Raekiansyah Muhareva, Buerano Corazon C, Luz Mark Anthony D, Morita Kouichi
Department of Virology, Institute of Tropical Medicine, Nagasaki University, 1-12-4 Sakamoto, Nagasaki, 852-8523, Japan.
Research and Biotechnology, St. Luke's Medical Center, Quezon City, Philippines.
Arch Virol. 2018 Jun;163(6):1649-1655. doi: 10.1007/s00705-018-3769-y. Epub 2018 Feb 10.
Dengue virus (DENV) infection is a major public health problem worldwide; however, specific antiviral drugs against it are not available. Hence, identifying effective antiviral agents for the prevention of DENV infection is important. In this study, we showed that the reportedly highly biologically active green-tea component epigallocatechin gallate (EGCG) inhibited dengue virus infection regardless of infecting serotype, but no or minimal inhibition was observed with other flaviviruses, including Japanese encephalitis virus, yellow fever virus, and Zika virus. EGCG exerted its antiviral effect mainly at the early stage of infection, probably by interacting directly with virions to prevent virus infection. Our results suggest that EGCG specifically targets DENV and might be used as a lead structure to develop an antiviral drug for use against the virus.

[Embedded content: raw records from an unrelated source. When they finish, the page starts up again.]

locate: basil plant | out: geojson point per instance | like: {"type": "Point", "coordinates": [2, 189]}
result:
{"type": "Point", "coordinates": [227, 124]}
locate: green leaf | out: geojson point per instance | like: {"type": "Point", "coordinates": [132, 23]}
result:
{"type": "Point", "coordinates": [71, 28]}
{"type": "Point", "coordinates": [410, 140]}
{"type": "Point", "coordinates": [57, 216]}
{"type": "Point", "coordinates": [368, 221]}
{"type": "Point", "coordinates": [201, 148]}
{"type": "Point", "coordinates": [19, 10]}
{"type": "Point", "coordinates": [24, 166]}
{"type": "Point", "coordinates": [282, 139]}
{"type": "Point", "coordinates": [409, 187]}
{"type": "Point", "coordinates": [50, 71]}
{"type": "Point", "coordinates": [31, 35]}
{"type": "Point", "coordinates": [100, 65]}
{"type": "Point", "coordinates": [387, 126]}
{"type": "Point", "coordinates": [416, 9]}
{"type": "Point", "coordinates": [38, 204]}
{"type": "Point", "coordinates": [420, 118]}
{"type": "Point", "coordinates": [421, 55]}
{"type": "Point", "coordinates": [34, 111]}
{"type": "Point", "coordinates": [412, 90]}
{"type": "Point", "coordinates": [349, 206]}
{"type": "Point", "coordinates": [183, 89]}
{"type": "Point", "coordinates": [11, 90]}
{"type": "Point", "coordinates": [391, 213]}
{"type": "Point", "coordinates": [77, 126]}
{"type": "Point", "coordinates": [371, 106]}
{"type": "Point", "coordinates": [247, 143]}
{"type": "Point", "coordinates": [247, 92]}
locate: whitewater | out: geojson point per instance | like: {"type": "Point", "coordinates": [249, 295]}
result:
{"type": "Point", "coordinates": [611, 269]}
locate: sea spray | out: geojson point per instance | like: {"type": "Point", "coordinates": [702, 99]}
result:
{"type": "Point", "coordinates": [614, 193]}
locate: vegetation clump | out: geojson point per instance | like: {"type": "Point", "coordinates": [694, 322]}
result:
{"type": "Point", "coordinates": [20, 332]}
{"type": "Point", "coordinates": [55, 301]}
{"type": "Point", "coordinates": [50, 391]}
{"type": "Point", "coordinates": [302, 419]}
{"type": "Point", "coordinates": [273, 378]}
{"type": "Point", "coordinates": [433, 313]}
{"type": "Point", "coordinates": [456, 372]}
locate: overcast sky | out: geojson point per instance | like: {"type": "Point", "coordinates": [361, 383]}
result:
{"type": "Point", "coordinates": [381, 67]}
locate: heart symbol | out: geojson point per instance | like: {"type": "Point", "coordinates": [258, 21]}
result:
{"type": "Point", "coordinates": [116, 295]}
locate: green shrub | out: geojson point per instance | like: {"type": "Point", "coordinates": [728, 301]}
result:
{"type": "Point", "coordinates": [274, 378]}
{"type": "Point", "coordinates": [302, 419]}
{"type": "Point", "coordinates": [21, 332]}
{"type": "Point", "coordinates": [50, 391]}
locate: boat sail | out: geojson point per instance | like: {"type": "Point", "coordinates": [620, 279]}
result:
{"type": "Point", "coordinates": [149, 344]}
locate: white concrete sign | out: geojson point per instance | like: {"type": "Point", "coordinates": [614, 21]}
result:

登革病毒(DENV)感染是全球主要的公共卫生问题;然而,目前尚无针对该病毒的特效抗病毒药物。因此,鉴定有效的抗病毒药物以预防登革病毒感染至关重要。在本研究中,我们发现据报道具有高生物活性的绿茶成分表没食子儿茶素没食子酸酯(EGCG)可抑制登革病毒感染,且不受感染血清型的影响,但对其他黄病毒,包括日本脑炎病毒、黄热病病毒和寨卡病毒,未观察到抑制作用或仅有轻微抑制。EGCG主要在感染早期发挥抗病毒作用,可能是通过直接与病毒粒子相互作用来预防病毒感染。我们的研究结果表明,EGCG特异性靶向登革病毒,可能作为开发抗该病毒的抗病毒药物的先导结构。